7:11 pm on Sep 9, 2005 (gmt 0)

10+ Year Member



I currently have a horizontal menu with graphical rollovers, no text. I am trying to leave the currently select tab on the menu highlighted so the user knows which section he or she is in. However, using a:visited doesn't seem to work cause it related to all recently clicked links and not just the last clicked highlighted link....is there a way to do this in css or do I have to find a new approach?

PublicSphere

7:45 pm on Sep 9, 2005 (gmt 0)

10+ Year Member



Hi, I also wanted to know how to do this a while ago:

See: [webmasterworld.com...]

But you might find this more useful:

[webmasterworld.com...]

ddelella

8:35 pm on Sep 9, 2005 (gmt 0)

10+ Year Member



Both were informative but not quite what i was looking for. I have two graphic for each button. I have two layers of buttons...a top tabbed menu and a submenu. Currently the buttons change color when the user rolls over the button and the web pages change when the user click each tab or button....The thing I want is for the current tab to remain in the hover position, or at least to keep the graphic of the hover position...i have tried a:link a:visited and a:Active and neither does what i need...and I don't want to use java script to accomplish this so it makes it more difficult. Any other suggestions?

ddelella

8:50 pm on Sep 9, 2005 (gmt 0)

10+ Year Member



Thanks for your help but I found the solution....we had a variable in the java program used to build the html so I assigned a different id to the tab that was last clicked and it shows up differently

createErrorMsg

8:56 pm on Sep 9, 2005 (gmt 0)

WebmasterWorld Senior Member 10+ Year Member



The thing I want is for the current tab to remain in the hover position, or at least to keep the graphic of the hover position.
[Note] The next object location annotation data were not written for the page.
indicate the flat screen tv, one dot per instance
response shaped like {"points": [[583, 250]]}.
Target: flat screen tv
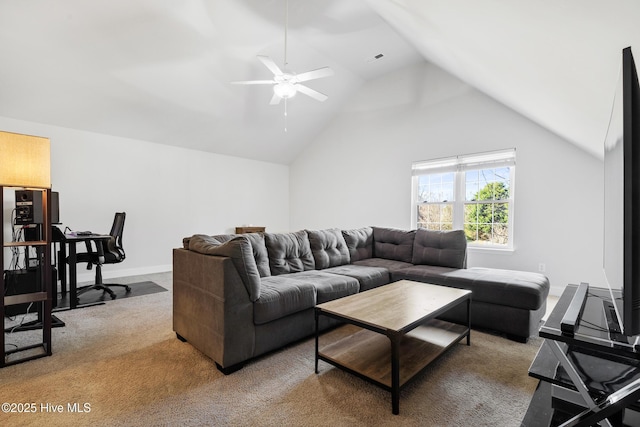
{"points": [[621, 260]]}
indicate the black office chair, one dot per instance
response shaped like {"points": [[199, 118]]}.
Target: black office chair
{"points": [[107, 252]]}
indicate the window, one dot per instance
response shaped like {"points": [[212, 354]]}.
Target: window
{"points": [[473, 193]]}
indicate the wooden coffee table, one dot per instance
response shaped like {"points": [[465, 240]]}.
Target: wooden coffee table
{"points": [[392, 332]]}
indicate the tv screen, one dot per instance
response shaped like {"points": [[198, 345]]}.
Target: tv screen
{"points": [[621, 250]]}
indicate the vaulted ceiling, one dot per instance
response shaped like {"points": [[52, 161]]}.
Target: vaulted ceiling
{"points": [[160, 71]]}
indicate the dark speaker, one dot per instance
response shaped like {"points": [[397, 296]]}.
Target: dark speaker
{"points": [[28, 207], [17, 282]]}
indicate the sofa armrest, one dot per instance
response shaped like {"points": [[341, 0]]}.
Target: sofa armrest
{"points": [[211, 307]]}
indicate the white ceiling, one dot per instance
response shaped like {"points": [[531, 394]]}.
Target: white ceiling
{"points": [[161, 70]]}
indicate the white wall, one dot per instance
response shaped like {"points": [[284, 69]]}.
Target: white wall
{"points": [[167, 192], [358, 172]]}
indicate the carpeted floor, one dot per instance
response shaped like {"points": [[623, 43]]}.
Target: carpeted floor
{"points": [[124, 361], [94, 296]]}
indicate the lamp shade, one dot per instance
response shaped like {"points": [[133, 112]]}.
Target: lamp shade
{"points": [[25, 161]]}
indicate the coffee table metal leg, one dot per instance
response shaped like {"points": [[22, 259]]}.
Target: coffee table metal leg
{"points": [[395, 372], [317, 312], [469, 321]]}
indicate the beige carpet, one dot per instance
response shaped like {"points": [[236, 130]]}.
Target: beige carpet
{"points": [[124, 361]]}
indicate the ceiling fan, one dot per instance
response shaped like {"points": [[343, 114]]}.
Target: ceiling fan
{"points": [[286, 83]]}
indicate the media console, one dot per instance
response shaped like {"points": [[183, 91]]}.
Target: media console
{"points": [[588, 376]]}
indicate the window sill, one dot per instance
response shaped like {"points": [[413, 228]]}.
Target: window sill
{"points": [[491, 249]]}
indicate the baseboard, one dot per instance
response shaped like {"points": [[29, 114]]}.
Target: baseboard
{"points": [[109, 272]]}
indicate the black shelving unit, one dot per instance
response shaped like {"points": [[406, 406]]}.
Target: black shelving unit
{"points": [[42, 295]]}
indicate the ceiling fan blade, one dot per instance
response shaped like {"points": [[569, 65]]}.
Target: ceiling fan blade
{"points": [[268, 62], [315, 74], [275, 100], [254, 82], [312, 93]]}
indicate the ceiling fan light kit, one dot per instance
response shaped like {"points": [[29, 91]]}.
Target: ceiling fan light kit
{"points": [[287, 84]]}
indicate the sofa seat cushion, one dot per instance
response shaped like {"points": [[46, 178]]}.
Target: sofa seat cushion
{"points": [[519, 289], [369, 277], [328, 286], [389, 264], [328, 248], [281, 296], [427, 274]]}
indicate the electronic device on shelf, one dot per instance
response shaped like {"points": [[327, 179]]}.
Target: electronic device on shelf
{"points": [[621, 254]]}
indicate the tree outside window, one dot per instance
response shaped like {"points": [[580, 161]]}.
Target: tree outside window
{"points": [[473, 193]]}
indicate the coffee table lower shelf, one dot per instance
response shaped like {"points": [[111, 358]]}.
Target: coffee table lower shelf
{"points": [[367, 354]]}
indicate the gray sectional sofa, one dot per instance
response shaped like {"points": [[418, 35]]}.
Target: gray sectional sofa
{"points": [[236, 297]]}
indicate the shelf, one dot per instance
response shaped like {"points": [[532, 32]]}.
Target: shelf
{"points": [[368, 353], [21, 244], [25, 298], [42, 294]]}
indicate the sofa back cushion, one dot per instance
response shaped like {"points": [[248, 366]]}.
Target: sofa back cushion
{"points": [[241, 253], [289, 252], [328, 248], [260, 254], [359, 242], [390, 243], [440, 248]]}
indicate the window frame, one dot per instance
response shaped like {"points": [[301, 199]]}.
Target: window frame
{"points": [[459, 166]]}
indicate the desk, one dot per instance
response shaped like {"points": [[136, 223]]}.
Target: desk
{"points": [[70, 241]]}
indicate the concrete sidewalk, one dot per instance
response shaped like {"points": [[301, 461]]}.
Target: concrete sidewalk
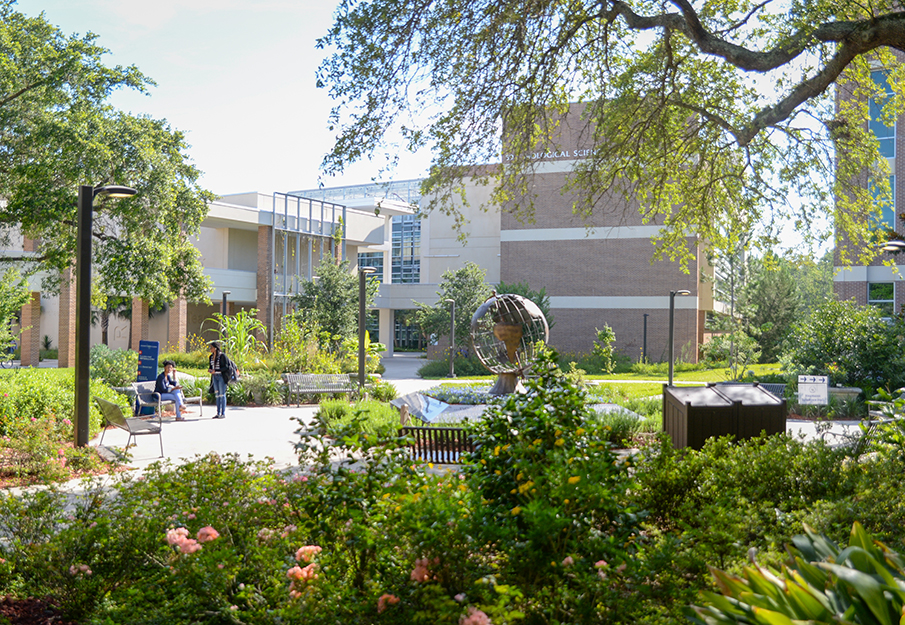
{"points": [[269, 431]]}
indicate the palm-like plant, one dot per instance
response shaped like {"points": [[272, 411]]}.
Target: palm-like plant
{"points": [[821, 583]]}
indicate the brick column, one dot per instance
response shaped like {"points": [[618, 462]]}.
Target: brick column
{"points": [[30, 340], [178, 325], [66, 340], [139, 322], [264, 281]]}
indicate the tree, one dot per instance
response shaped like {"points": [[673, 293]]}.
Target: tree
{"points": [[331, 301], [705, 113], [771, 298], [814, 279], [538, 297], [14, 294], [467, 287], [58, 132]]}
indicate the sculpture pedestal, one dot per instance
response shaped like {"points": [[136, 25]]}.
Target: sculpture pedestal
{"points": [[507, 383]]}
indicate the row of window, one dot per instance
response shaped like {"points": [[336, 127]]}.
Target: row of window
{"points": [[405, 267]]}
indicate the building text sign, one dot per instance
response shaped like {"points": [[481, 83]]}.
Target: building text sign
{"points": [[813, 390]]}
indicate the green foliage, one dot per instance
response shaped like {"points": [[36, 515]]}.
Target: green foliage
{"points": [[468, 288], [772, 299], [330, 303], [373, 416], [14, 293], [34, 394], [850, 343], [820, 583], [298, 349], [633, 73], [241, 336], [116, 367], [60, 132], [547, 479], [538, 297], [382, 391], [603, 349]]}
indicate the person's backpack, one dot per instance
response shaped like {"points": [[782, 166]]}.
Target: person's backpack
{"points": [[232, 371]]}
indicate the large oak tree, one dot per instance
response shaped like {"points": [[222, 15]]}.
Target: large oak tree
{"points": [[58, 131], [714, 114]]}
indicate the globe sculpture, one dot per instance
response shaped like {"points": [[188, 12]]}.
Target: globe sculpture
{"points": [[504, 332]]}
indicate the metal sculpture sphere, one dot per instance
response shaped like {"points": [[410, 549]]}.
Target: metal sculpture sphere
{"points": [[504, 332]]}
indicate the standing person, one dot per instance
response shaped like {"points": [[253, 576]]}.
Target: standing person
{"points": [[170, 389], [218, 369]]}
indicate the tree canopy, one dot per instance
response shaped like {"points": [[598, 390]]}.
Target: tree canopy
{"points": [[58, 132], [711, 114]]}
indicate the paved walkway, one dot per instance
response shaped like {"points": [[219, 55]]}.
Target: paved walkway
{"points": [[269, 431]]}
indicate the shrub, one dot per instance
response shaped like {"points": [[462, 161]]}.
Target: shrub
{"points": [[852, 344], [820, 583], [116, 367], [549, 483]]}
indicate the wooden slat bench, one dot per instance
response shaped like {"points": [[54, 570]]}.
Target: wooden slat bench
{"points": [[442, 445], [299, 384], [113, 414]]}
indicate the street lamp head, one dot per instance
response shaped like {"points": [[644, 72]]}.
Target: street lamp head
{"points": [[894, 246], [115, 191]]}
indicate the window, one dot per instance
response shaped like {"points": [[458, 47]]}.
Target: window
{"points": [[881, 295], [375, 260], [887, 205], [886, 135], [406, 267]]}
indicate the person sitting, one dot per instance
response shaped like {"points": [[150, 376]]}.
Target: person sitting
{"points": [[170, 389]]}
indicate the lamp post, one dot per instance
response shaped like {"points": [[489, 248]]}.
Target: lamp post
{"points": [[363, 273], [644, 340], [672, 324], [87, 194], [452, 337]]}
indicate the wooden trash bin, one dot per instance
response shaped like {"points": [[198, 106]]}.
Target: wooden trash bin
{"points": [[758, 409], [692, 414]]}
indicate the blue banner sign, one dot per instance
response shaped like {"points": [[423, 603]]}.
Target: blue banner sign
{"points": [[148, 352]]}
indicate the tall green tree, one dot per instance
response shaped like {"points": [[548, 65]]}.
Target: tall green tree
{"points": [[814, 278], [58, 132], [330, 302], [705, 112], [771, 299], [468, 288]]}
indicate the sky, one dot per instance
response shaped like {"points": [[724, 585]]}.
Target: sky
{"points": [[237, 76]]}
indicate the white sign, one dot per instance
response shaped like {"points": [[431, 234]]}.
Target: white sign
{"points": [[812, 390]]}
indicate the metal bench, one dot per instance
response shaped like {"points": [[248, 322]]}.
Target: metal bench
{"points": [[439, 445], [299, 384], [113, 414]]}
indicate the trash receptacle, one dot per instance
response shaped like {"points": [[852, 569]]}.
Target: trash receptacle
{"points": [[758, 409], [692, 414]]}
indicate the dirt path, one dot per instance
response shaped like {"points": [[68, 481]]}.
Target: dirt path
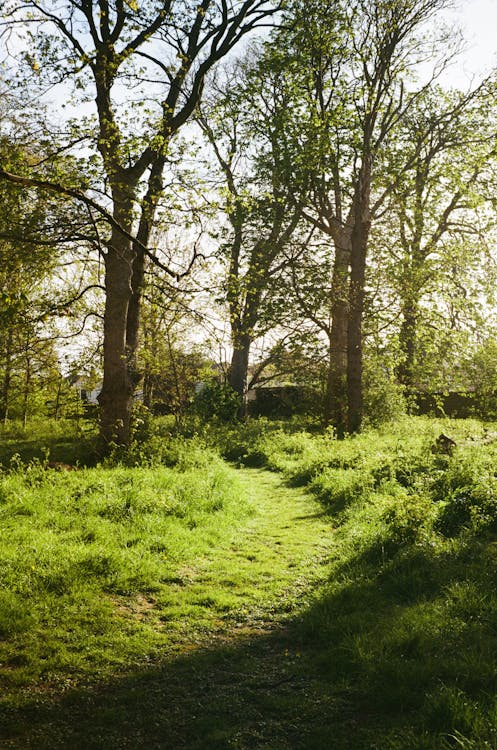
{"points": [[236, 675]]}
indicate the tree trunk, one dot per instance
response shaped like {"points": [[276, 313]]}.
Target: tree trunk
{"points": [[238, 375], [116, 396], [407, 341], [335, 404], [7, 375], [359, 248]]}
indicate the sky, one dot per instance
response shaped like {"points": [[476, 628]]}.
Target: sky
{"points": [[478, 21]]}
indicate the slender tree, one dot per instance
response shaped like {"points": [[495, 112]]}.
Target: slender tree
{"points": [[111, 52], [244, 124], [357, 57]]}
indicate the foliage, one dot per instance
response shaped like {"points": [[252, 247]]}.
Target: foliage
{"points": [[217, 400]]}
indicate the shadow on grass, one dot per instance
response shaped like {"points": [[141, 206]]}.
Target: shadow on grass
{"points": [[80, 450], [396, 653]]}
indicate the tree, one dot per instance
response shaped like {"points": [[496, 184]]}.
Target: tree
{"points": [[244, 123], [440, 162], [161, 51], [351, 60]]}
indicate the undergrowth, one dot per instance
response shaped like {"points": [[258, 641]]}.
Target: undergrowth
{"points": [[403, 635]]}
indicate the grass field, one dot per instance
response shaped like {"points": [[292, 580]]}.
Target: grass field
{"points": [[313, 594]]}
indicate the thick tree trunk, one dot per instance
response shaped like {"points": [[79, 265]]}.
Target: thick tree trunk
{"points": [[359, 248], [7, 375], [335, 403], [238, 374], [116, 397]]}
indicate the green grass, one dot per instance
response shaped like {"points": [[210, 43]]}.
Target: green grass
{"points": [[346, 598]]}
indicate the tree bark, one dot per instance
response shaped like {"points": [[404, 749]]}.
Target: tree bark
{"points": [[407, 342], [7, 375], [238, 374], [335, 403], [116, 397], [359, 247]]}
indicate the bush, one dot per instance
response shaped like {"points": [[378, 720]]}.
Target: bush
{"points": [[217, 401]]}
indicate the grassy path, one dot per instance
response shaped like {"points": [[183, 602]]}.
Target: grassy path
{"points": [[228, 670]]}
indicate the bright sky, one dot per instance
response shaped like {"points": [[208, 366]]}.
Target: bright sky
{"points": [[478, 20]]}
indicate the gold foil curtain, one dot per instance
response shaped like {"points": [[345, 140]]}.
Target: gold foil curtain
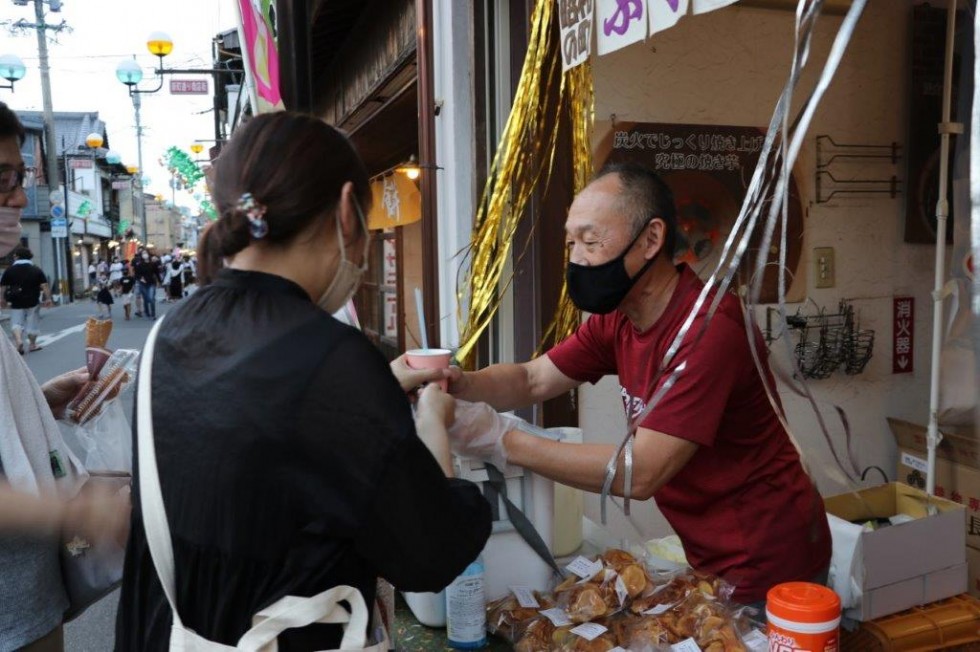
{"points": [[525, 159]]}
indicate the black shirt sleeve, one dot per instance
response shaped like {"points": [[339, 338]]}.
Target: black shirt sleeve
{"points": [[418, 528], [423, 529]]}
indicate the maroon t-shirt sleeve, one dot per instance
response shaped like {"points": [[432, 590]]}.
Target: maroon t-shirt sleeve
{"points": [[588, 354], [693, 408]]}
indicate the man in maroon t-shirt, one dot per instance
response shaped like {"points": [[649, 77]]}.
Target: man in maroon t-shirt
{"points": [[713, 452]]}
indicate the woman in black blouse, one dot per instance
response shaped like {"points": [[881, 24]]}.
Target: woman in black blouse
{"points": [[294, 464]]}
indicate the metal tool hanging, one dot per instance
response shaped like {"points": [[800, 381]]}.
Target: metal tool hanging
{"points": [[831, 153]]}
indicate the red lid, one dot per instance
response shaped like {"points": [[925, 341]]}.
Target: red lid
{"points": [[803, 602]]}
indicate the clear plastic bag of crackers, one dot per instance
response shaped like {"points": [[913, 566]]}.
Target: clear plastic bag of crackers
{"points": [[97, 429], [602, 587], [689, 606], [510, 616]]}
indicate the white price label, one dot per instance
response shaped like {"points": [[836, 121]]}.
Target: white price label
{"points": [[590, 631], [659, 609], [584, 568], [756, 641], [916, 463], [557, 616], [525, 596], [621, 591]]}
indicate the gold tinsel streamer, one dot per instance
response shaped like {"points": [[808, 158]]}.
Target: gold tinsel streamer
{"points": [[524, 159], [579, 96]]}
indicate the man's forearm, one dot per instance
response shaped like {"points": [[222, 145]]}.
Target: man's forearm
{"points": [[582, 466], [504, 386]]}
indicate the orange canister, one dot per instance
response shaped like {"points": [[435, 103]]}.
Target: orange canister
{"points": [[803, 617]]}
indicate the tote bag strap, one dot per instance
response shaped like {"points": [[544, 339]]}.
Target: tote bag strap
{"points": [[151, 497], [291, 611]]}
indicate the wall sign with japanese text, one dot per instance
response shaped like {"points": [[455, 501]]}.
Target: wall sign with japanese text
{"points": [[708, 169], [903, 340]]}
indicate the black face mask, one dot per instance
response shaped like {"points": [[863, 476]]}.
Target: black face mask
{"points": [[599, 289]]}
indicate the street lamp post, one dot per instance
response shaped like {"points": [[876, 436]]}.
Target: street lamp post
{"points": [[93, 141], [129, 73]]}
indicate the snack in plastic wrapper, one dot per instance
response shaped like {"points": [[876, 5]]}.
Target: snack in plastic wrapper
{"points": [[94, 426], [677, 588], [508, 619], [536, 635], [631, 570], [588, 600], [114, 376], [566, 640]]}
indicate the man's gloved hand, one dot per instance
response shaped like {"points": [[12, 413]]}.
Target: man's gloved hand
{"points": [[478, 433]]}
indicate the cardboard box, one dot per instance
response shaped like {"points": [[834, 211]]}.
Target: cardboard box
{"points": [[957, 469], [900, 566], [973, 562]]}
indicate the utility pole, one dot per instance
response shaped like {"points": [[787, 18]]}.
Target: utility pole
{"points": [[62, 250], [139, 161]]}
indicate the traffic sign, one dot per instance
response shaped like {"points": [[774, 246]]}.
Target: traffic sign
{"points": [[188, 86], [59, 225]]}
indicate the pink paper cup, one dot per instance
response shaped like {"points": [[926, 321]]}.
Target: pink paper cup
{"points": [[430, 359]]}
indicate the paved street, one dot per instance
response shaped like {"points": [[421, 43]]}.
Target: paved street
{"points": [[63, 339]]}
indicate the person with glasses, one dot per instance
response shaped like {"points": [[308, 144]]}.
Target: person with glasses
{"points": [[40, 480]]}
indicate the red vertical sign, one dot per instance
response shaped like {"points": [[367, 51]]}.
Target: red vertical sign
{"points": [[903, 340]]}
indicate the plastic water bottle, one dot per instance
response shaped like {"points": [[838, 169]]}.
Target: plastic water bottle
{"points": [[466, 613]]}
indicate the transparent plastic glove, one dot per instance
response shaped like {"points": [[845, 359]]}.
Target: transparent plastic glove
{"points": [[478, 433]]}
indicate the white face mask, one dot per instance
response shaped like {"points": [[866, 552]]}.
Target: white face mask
{"points": [[348, 276], [9, 229]]}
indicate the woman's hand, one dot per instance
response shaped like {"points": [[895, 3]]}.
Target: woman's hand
{"points": [[411, 379], [437, 405], [60, 390], [100, 512], [434, 414]]}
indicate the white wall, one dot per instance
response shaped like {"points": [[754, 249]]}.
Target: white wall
{"points": [[727, 67]]}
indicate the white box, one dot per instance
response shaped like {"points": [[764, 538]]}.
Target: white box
{"points": [[909, 564], [507, 558]]}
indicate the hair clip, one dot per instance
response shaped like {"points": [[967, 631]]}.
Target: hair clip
{"points": [[255, 213]]}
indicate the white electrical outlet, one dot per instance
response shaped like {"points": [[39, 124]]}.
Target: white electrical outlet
{"points": [[825, 269]]}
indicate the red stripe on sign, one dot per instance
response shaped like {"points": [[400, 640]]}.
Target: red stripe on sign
{"points": [[903, 335]]}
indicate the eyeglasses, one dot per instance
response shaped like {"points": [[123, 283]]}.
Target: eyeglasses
{"points": [[10, 178]]}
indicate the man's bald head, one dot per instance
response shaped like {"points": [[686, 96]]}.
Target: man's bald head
{"points": [[642, 196]]}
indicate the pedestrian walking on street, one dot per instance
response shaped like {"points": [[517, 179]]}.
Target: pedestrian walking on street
{"points": [[23, 284], [174, 279], [115, 273], [104, 301], [126, 291], [295, 466], [146, 284]]}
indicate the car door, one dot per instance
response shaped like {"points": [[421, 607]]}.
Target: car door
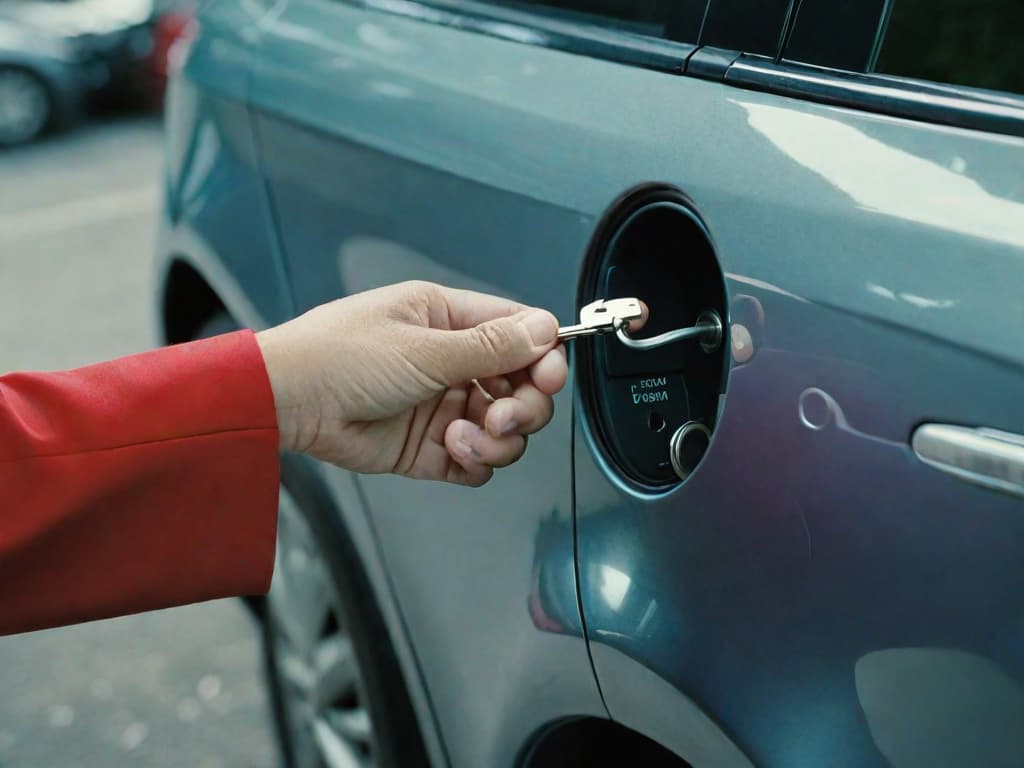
{"points": [[866, 263], [400, 146], [827, 585]]}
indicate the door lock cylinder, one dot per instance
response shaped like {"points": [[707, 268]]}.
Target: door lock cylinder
{"points": [[709, 330]]}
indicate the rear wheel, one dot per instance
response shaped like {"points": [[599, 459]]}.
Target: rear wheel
{"points": [[25, 105], [324, 719], [338, 695]]}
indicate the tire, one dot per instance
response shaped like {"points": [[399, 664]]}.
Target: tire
{"points": [[336, 689], [26, 105]]}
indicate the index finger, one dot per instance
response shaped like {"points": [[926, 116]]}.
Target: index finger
{"points": [[469, 308]]}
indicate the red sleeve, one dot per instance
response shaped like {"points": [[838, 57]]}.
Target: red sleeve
{"points": [[140, 483]]}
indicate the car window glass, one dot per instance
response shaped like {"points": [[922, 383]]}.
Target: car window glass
{"points": [[841, 34], [962, 42], [672, 19], [748, 26]]}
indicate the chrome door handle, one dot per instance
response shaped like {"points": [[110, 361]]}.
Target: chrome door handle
{"points": [[708, 329], [984, 457]]}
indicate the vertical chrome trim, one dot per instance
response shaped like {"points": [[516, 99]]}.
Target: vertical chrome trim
{"points": [[984, 457]]}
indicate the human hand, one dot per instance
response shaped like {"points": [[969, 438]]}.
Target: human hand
{"points": [[381, 381]]}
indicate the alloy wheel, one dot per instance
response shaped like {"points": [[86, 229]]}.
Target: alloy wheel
{"points": [[323, 699], [25, 107]]}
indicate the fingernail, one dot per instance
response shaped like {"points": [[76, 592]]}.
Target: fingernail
{"points": [[542, 328], [465, 451]]}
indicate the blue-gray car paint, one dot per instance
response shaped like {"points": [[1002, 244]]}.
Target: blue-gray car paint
{"points": [[814, 595]]}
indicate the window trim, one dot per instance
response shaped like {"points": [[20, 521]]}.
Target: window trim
{"points": [[992, 112], [535, 29], [918, 99]]}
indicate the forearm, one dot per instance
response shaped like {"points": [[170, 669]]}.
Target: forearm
{"points": [[139, 483]]}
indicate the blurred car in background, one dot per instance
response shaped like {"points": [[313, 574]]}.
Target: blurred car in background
{"points": [[58, 57], [41, 82], [169, 28]]}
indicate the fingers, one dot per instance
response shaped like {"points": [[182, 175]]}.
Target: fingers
{"points": [[468, 308], [549, 374], [491, 348], [476, 451]]}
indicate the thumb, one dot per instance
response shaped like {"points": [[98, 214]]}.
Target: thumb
{"points": [[498, 346]]}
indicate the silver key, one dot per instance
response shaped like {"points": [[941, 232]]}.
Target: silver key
{"points": [[601, 316]]}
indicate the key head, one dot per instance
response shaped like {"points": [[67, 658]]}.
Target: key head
{"points": [[608, 314]]}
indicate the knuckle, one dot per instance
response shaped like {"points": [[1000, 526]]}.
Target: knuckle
{"points": [[495, 337]]}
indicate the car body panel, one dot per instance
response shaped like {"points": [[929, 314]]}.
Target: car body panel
{"points": [[213, 177], [783, 583], [354, 217]]}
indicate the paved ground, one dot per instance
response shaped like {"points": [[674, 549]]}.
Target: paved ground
{"points": [[176, 688]]}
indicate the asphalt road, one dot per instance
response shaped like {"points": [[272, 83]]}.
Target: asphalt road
{"points": [[172, 688]]}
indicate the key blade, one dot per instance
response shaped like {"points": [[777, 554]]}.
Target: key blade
{"points": [[607, 314]]}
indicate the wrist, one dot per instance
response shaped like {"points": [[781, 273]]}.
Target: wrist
{"points": [[286, 402]]}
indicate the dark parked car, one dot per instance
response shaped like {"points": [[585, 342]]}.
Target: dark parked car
{"points": [[59, 56], [801, 547]]}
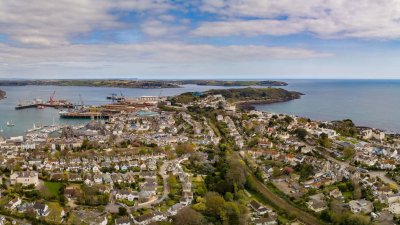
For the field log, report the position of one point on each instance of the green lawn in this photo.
(53, 188)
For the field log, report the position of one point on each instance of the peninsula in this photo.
(2, 94)
(242, 97)
(138, 83)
Look at PublicSphere's second link again. It contains several solutions that will meet your needs.

The short answer is that CSS does not provide a simple, straightforward way to accomplish what you want. The reason for this is that CSS, being a styling language primarily concerned with the appearance of pages on the web, does not have any way of knowing, by itself, what the clicked link was, nor what page it is currently on. There are ways (detailed in the link above) to couple CSS with other technologies that will assist CSS in getting this information, but it requires either (a) adding code to each HTML source, (b) using a server side scripting language to add code to the HTML source, or (c) using client side scripting to identify the current page and change the style object to fit. CSS cannot do those things on it's own.